What Is the GAD-7? A Plain-Language Guide

The GAD-7 (Generalized Anxiety Disorder - 7 Item Scale) is a brief, validated questionnaire used by clinicians to screen for generalized anxiety disorder (GAD) and measure its severity. Along with the PHQ-9 for depression, the GAD-7 is one of the most commonly used mental health screening tools in primary care worldwide. For a deeper understanding of how these metrics combine with daily journaling, see our guide on mood tracking science.

If you have been asked to fill one out at a doctor's office or therapy intake, this guide explains exactly what it measures and what the results mean.

Disclaimer: The GAD-7 is a screening and severity measurement tool, not a diagnostic instrument. Only a qualified healthcare professional can diagnose GAD or interpret your results in the context of your full clinical picture.


What Does the GAD-7 Measure?

The GAD-7 assesses seven symptoms of generalized anxiety disorder over the past two weeks:

  1. Feeling nervous, anxious, or on edge
  2. Not being able to stop or control worrying
  3. Worrying too much about different things
  4. Trouble relaxing
  5. Being so restless that it is hard to sit still
  6. Becoming easily annoyed or irritable
  7. Feeling afraid, as if something awful might happen

Each item is scored 0–3:

  • 0 — Not at all
  • 1 — Several days
  • 2 — More than half the days
  • 3 — Nearly every day

Maximum score: 21


How Are GAD-7 Scores Interpreted?

| Score | Severity | Suggested Action | |-------|----------|-----------------| | 0–4 | Minimal anxiety | Normal; monitor if concerns remain | | 5–9 | Mild anxiety | Watchful waiting; patient education | | 10–14 | Moderate anxiety | Consider counseling or CBT | | 15–21 | Severe anxiety | Active treatment recommended |

The standard clinical cutoff for GAD is ≥10, which has demonstrated sensitivity of 89% and specificity of 82% for a GAD diagnosis in primary care settings.


What Does My Score Mean?

A GAD-7 score is a snapshot, not a verdict. Anxiety exists on a spectrum, and most people experience periods of elevated anxiety in response to genuine stressors — a high score during a particularly difficult period may reflect your circumstances, not a disorder.
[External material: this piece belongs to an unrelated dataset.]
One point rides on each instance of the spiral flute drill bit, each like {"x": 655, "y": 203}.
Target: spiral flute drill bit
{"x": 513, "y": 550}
What matters more than any single score is the pattern over time. A score of 12 that drops to 5 over three months of therapy is strong evidence of treatment response. A score that stays elevated regardless of life circumstances is a more meaningful clinical signal.


GAD-7 vs. Generalized Anxiety Disorder

Meeting the GAD-7 threshold is not the same as having GAD. Formal diagnosis of GAD requires:

  • Excessive anxiety and worry occurring more days than not for at least 6 months
  • Difficulty controlling the worry
  • Associated with three or more of the following: restlessness, fatigue, difficulty concentrating, irritability, muscle tension, sleep disturbance
  • Significant distress or functional impairment
  • Not better explained by a substance, medical condition, or another mental disorder

The GAD-7 helps clinicians identify who to assess more thoroughly — it does not complete that assessment on its own.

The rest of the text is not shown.